The last time you were in a large crowd at a live event like a concert, did you wander from one place to the next? Or did you stay in one area for a while and move with the crowd to another spot? Your answer may offer insights into how likely it will be for you to contract -- or pass along to others -- an illness like COVID-19 in large gatherings, according to new research.

Most people in crowds tend to stay in one general area for a time before gradually moving to another for a similar duration, often alongside others around them, report researchers at the University of Amsterdam's Informatics Institute.

When their data on crowd movement was considered in a model of disease transmission from epidemiologist Hans Heesterbeek at Utrecht University, the group discovered that this occasional movement in bursts can increase the likelihood of disease transmission.

The researchers first studied movements of large groups over several hours at Johan Cruijff stadium in Amsterdam during two events: a soccer game and a DJ-led dance event. They used smartphone Wi-Fi pings as a proxy for people's behavior and discovered that people's patterns naturally consisted of alternating periods of movement and rest, the authors reported in Nature's Scientific Reports.

They looked at how this pattern of movement interacted with an infectious disease transmitted by droplets or aerosols in close contact. To do so, they had to assume the stadium's conditions were the same throughout, even though in actuality the stadium has areas with greater or lesser amounts of space, ventilation, air filtration, and other characteristics.

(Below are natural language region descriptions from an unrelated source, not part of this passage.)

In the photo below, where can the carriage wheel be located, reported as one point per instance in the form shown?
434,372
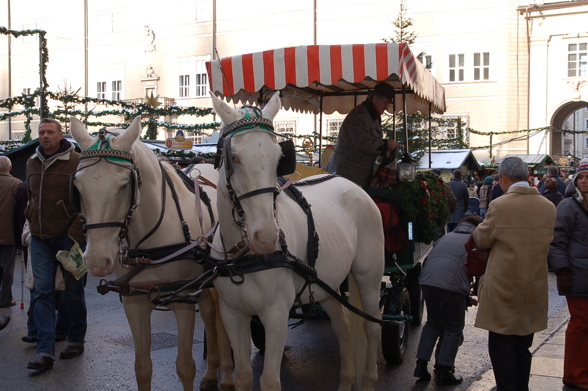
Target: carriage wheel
395,337
205,347
257,333
417,300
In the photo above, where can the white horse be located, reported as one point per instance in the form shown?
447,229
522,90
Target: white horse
121,189
351,242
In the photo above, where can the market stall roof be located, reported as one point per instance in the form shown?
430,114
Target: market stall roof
450,159
326,75
536,159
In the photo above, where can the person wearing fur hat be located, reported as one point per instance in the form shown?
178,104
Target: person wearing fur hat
485,195
360,140
568,256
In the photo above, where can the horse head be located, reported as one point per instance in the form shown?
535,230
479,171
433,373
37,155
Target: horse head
250,155
107,181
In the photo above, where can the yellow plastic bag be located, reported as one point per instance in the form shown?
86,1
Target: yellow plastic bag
73,261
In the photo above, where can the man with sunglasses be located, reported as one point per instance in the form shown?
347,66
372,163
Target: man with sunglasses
360,140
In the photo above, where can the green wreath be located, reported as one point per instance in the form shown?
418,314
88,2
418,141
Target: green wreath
425,204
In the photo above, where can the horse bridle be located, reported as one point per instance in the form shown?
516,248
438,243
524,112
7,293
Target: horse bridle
112,156
224,155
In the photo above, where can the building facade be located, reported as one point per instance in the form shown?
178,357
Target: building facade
505,65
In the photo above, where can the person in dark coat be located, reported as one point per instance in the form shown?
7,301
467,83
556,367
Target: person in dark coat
496,189
485,195
446,288
461,193
553,172
360,140
8,241
551,192
568,256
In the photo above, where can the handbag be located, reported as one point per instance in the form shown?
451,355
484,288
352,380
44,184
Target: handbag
477,258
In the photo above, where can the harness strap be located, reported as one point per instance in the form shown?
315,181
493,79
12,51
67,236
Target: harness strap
312,244
273,189
86,227
256,262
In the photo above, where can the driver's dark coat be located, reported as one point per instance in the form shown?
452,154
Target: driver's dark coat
358,145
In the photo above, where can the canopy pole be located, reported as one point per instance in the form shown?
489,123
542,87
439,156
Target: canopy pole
430,138
404,117
321,130
394,117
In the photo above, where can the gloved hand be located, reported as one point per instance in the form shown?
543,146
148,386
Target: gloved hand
565,281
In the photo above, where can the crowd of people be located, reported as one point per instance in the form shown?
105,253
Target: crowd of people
513,293
39,218
527,236
531,227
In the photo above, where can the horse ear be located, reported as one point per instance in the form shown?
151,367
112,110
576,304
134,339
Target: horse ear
80,134
273,106
125,140
224,111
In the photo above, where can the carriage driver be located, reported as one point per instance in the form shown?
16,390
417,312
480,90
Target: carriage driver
360,138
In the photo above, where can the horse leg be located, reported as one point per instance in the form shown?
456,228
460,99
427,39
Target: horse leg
275,322
224,348
239,331
185,366
138,311
218,346
340,323
366,287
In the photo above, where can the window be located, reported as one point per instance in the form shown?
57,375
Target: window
29,38
201,78
482,66
116,87
184,86
333,126
203,10
196,138
194,11
17,136
109,22
577,59
426,60
109,81
456,127
101,90
456,67
192,77
285,127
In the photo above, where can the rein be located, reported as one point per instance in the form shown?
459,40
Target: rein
141,258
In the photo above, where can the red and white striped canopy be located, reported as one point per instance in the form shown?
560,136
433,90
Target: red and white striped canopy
333,74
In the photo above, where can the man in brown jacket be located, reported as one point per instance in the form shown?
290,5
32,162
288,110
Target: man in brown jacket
53,226
8,185
513,292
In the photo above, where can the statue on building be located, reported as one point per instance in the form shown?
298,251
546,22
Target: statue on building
149,39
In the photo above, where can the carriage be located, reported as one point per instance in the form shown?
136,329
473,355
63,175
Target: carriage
322,79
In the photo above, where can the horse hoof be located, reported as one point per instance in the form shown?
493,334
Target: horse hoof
208,385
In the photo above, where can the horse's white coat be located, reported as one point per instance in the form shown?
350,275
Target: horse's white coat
105,191
350,241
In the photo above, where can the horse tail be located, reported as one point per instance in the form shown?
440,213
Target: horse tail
358,337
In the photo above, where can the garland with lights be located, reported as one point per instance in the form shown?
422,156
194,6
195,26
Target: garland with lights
425,204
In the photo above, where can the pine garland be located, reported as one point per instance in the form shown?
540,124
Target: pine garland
425,204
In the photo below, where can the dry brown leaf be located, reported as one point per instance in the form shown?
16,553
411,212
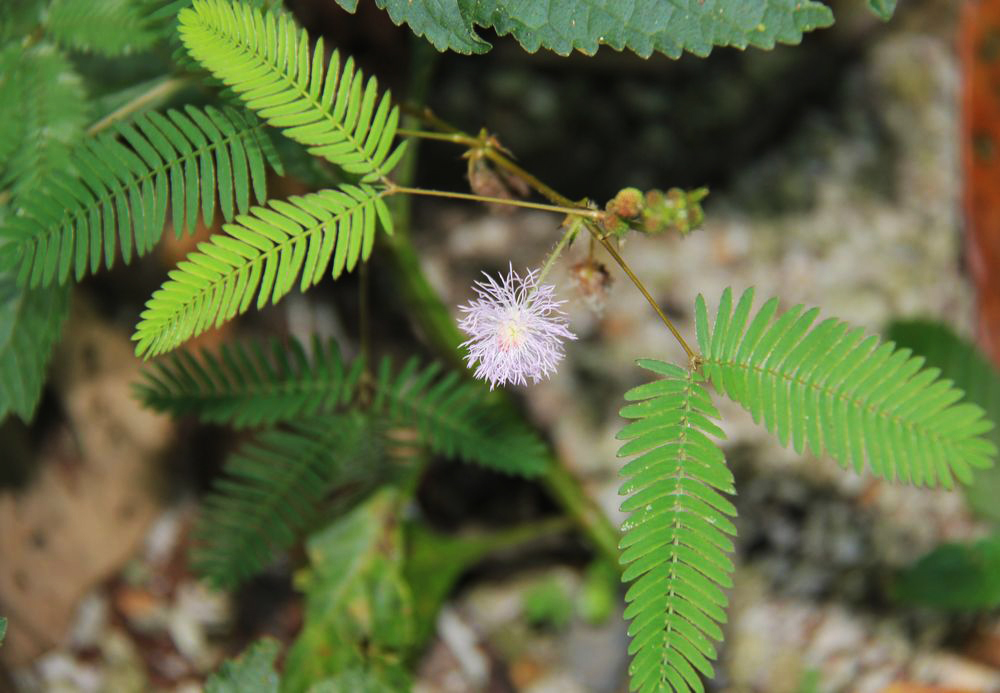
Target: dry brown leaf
94,496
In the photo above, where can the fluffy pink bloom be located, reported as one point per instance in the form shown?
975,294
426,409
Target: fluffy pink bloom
515,329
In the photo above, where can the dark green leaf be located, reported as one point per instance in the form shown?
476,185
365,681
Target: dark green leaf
358,613
883,8
447,24
251,672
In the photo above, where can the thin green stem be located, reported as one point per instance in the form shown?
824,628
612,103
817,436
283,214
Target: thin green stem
455,138
394,189
613,252
364,318
566,239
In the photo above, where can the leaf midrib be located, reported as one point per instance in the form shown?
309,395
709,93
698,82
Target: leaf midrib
839,394
121,188
304,94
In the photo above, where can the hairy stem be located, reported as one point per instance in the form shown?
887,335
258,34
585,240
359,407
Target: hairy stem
613,252
437,327
394,189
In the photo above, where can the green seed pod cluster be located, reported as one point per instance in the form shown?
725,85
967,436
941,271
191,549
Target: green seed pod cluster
656,211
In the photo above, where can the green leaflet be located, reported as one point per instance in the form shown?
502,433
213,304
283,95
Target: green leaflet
266,59
108,27
47,115
251,672
642,26
43,110
676,539
358,613
30,324
274,487
830,388
252,384
246,386
458,419
960,361
883,8
263,253
125,185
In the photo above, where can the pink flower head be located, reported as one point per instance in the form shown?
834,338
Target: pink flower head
515,329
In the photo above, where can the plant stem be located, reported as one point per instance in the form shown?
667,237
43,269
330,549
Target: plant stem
394,189
456,138
613,252
161,92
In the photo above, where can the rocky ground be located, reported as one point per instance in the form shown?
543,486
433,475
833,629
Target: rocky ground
855,209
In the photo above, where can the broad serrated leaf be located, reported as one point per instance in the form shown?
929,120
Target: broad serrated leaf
447,24
641,26
251,672
957,577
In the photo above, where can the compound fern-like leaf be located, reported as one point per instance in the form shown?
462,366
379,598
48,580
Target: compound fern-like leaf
123,188
455,418
262,254
30,324
831,388
677,534
267,60
273,489
244,385
108,27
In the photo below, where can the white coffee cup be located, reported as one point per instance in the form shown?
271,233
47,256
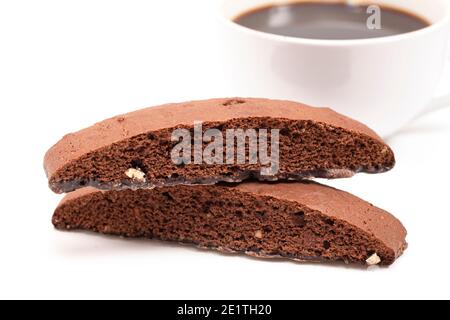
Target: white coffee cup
383,82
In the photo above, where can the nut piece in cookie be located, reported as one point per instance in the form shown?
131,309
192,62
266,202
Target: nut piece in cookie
135,174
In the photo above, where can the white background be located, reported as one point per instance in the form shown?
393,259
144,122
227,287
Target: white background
67,64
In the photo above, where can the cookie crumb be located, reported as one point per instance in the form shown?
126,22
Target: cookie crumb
373,260
135,174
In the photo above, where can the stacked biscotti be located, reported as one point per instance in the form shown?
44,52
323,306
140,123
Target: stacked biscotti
128,176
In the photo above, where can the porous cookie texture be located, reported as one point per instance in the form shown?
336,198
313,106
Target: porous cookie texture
134,150
301,221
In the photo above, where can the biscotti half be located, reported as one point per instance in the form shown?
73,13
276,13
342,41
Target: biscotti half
301,221
134,150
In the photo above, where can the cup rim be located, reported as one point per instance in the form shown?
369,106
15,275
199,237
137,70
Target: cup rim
443,23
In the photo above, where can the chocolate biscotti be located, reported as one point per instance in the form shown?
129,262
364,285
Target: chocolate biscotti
134,150
301,221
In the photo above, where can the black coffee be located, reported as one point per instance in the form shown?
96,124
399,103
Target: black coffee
316,20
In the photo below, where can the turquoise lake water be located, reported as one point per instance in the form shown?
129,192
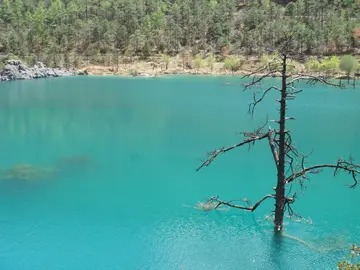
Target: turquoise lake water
120,186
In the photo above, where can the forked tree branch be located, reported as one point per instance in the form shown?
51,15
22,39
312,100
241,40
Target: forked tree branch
273,149
257,79
312,80
341,165
219,202
257,100
214,154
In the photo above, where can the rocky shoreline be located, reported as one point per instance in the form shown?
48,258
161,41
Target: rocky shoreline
16,70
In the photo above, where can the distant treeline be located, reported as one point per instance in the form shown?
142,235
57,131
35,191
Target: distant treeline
43,29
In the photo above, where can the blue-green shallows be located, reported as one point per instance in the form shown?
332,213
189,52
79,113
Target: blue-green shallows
99,173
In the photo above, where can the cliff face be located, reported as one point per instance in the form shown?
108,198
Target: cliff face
16,70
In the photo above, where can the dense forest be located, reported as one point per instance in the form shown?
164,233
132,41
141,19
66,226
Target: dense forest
58,30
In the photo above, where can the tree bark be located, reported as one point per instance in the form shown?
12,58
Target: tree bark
280,187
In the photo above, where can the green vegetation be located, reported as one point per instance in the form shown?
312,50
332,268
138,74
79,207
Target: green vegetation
348,64
198,62
59,31
232,63
166,59
210,61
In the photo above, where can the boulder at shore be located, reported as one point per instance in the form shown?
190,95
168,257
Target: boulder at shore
16,70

A virus typically needs time to move from one person to another, which during the COVID-19 pandemic was the rationale behind requiring 15 minutes of close contact with an infected individual before someone is considered at risk for contracting the coronavirus. So the natural movement of staying in one place for a time before moving to the next is a perfect scenario for giving the virus a foothold before folks move along to the next area.

When people are moving constantly from one place to another, however, there often isn't typically enough time for a virus to transmit from one person to another. At the soccer game, people tended to stay in one place longer, while the dancers moved more regularly. Both habits would increase the risk of viral transmission.

The researchers acknowledge that people move differently at different types of events, but the pattern of remaining in one area for a while before moving to the next seemed the norm in these crowds and likely in others, the authors speculate. Their research is the first step in understanding how crowd behavior can affect infection rates at large events and when risks of transmission are highest.